Birdland

Alle radici del jazz: Earl Hines, pianista

con Marcello Lorrai

  • 09.05.2017, 01:00
Earl Hines

Earl Hines, 1947

  • Wikipedia - William P. Gottlieb

BIRDLAND
Da lunedì 08 a venerdì 12 maggio 2017 alle 23:00

Earl Hines è stato uno dei più importanti pianisti jazz. Non per nulla fu soprannominato “father of the modern jazz piano”. Nato nel 1903 in Pennsylvania, morì ancora in attività nel 1983.
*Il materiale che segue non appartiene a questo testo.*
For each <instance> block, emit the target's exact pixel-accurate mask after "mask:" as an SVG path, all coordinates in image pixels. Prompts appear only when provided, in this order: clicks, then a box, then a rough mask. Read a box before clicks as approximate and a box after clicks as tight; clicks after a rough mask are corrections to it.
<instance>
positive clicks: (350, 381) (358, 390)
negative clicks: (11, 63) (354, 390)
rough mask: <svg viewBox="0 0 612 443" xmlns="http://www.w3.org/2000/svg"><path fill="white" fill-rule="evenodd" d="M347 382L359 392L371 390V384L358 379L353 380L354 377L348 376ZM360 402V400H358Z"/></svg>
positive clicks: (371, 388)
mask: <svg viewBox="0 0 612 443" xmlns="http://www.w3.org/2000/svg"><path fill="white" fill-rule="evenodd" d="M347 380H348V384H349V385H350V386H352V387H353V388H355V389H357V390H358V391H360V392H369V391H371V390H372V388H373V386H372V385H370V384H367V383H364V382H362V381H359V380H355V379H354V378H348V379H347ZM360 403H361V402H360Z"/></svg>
Inizia a suonare il piano a 9 anni, a 15 guida già una propria formazione ed entra nel giro professionistico con i Serenaders di Lois Deppe a Pittsburgh nei primi anni '20. Dopo essersi spostato a Chicago, entra in contatto con Louis Armstrong e diventa suo direttore musicale nel 1927. Inutile dire che assieme, sia con gli Hot Five che in duo, crearono alcune delle pietre miliari del jazz della prima ora. Sono anni di importante crescita per il pianista che si è già messo in luce per il suo personale uso della mano sinistra e per il procedere spesso ad ottave delle linee melodiche della destra, una tecnica da lui stesso definita “trumpet style”, un modo di suonare il piano che dà nuova vita allo strumento e che supera definitivamente i cliché del ragtime.
Oltre al fervido lavoro con Armstrong, Hines registra alla fine dei '20 alcuni fondamentali brani per piano solo e dà il via alla sua big band che avrà come trampolino di lancio il famoso Grand Terrace Café. Il riconoscimento come leader e solista a livello nazionale arriva con gli anni ’30 e il successo dura fino alla fine della guerra. Nella big band, una della più importanti in circolazione e che ebbe Billy Eckstine come cantante tra il 39 e il 43, figureranno anche tre giovani che si faranno valere: Dizzy Gillespie, Charlie Parker e Sarah Vaughan. Con il declino delle big band e all’avvento dei boppers anche la carriera di Hines negli anni '50 ha un periodo di appannamento che termina a metà dei '60 quando il pianista inizia a proporsi in piccoli gruppi accanto a musicisti più giovani di lui. È qui che emerge di nuovo la sua maestria sullo strumento - per anni un po' nascosta dietro i sontuosi arrangiamenti per big band - e che l’appellativo di padre del jazz moderno si manifesta in tutta la sua pienezza.